Friday, April 30, 2010

A CasualConc bug fix

I got a bug report and fixed it (thank you, Adriano).

Bug fix
- crashed when searching with wildcard in the Database mode.

The report was about Concord, but I think it also happened in Cluster and Collocation/Cooccurrences.

This is not a problem on the beta version.  I fixed this on the beta when I found this bug, but forgot to apply it to the working version.

You can download CasualConc from the CasualConc site.

If you find any other bugs on the working version (1.0.2), please send a bug report to me.  Currently, I'm only using the beta version, so I will only fix bugs which are in common with both the working version and the beta version unless I receive a report.

Wednesday, April 21, 2010

The current status of CasualConc beta

Since it's hard to follow what I've written in the series of posts on the current status of CasualConc beta, I will put the link on this post.

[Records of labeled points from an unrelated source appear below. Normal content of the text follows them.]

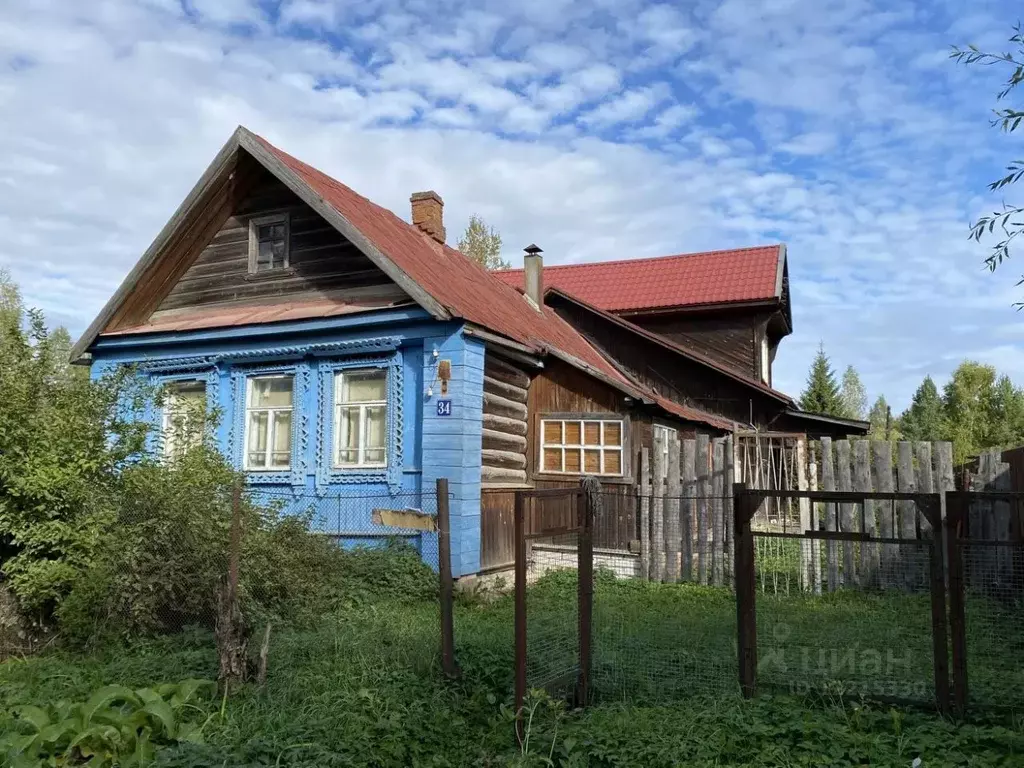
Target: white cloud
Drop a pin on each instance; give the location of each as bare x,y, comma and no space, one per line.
630,107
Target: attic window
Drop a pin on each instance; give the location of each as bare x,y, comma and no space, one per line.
268,237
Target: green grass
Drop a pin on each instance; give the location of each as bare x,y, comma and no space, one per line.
365,688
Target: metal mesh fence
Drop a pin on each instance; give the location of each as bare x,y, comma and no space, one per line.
665,640
871,641
993,623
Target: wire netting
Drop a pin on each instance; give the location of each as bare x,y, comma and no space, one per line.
672,637
993,611
872,640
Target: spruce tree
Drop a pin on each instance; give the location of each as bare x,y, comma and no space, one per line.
821,394
924,420
482,244
853,394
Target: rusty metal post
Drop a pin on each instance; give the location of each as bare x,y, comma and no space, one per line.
747,629
931,506
520,610
955,511
588,505
446,582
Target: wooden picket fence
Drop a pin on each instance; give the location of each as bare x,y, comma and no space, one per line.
686,517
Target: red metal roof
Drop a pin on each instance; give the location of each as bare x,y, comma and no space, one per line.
685,280
461,285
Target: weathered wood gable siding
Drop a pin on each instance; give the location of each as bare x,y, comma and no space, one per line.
671,375
505,393
732,340
322,262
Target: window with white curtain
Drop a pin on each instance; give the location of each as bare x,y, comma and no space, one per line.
183,416
582,446
360,418
269,401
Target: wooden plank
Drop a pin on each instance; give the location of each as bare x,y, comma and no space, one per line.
804,507
717,511
503,389
906,481
812,471
503,476
830,512
673,526
728,512
882,453
689,491
644,492
867,567
704,487
503,459
504,440
924,479
847,512
497,423
504,371
657,508
493,403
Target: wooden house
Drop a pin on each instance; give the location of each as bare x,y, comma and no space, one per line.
351,351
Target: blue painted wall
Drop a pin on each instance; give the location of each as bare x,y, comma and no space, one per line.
423,445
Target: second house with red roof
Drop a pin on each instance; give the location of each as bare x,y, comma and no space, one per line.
355,355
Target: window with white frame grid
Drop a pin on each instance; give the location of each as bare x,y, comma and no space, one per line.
360,418
183,416
268,243
582,446
269,401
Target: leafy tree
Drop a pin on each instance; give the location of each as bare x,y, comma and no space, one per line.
853,394
821,394
1010,219
881,420
481,243
967,399
925,419
62,440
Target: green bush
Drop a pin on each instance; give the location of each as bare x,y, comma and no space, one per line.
64,440
117,726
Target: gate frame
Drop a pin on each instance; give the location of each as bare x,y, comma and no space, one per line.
584,528
745,503
957,506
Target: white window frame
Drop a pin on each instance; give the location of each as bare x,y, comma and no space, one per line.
169,449
254,224
360,462
601,448
271,425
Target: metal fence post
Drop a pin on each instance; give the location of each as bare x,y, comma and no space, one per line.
747,630
955,510
931,507
446,583
520,611
588,505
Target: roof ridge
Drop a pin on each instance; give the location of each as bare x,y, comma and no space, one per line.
638,259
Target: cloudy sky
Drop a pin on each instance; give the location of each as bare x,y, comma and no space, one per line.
602,129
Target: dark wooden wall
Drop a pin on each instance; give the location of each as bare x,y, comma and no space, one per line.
672,375
322,262
504,443
732,339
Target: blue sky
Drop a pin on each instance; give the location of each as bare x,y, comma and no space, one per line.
599,130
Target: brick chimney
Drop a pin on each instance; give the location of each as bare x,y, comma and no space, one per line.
428,213
534,278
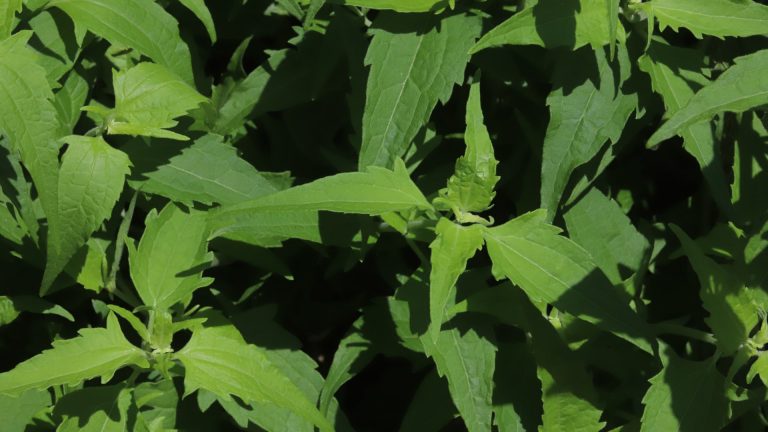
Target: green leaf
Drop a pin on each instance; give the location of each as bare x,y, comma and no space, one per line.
202,13
554,269
685,396
97,352
740,88
399,5
31,128
471,187
90,182
8,11
732,312
553,23
167,267
676,73
148,97
585,112
453,247
373,192
597,224
415,63
140,24
467,359
718,18
225,365
208,171
94,409
18,412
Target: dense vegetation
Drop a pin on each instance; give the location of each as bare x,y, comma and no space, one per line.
380,215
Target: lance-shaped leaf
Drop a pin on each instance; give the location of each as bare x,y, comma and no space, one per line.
710,17
554,269
597,224
742,87
584,114
471,187
453,247
415,62
732,312
467,360
202,13
685,396
676,73
168,264
400,5
207,171
553,23
217,361
90,182
8,11
140,24
374,192
97,352
148,99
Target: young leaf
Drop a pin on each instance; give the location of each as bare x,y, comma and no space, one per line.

The current status of CasualConc Beta
The current status of CasualConc beta - General/Global
The current status of CasualConc beta - General/Global part 2
The current status of CasualConc beta - Concord
The current status of CasualConc beta - Cluster/Collocation/Cooccurrence
The current status of CasualConc beta - Word Count
The current status of CasualConc beta - Corpus File Information
The current status of CasualConc beta - Interface
The current status of CasualConc beta - experimental features
The current status of CasualConc beta - experimental features 2

I might update these pages or add a new post if I find other features I've added (but couldn't remember when I wrote these).

You can download the beta and the current working version from the CasualConc site (English and Japanese).  Please follow the link on the right.

Saturday, April 10, 2010

The current status of CasualConc beta - experimental features 2

This post will be the last of this series of posts 'The current status of CasualConc beta'.  The last feature is also a experimental one.  It's a gap n-gram list creation (for a lack of better word). 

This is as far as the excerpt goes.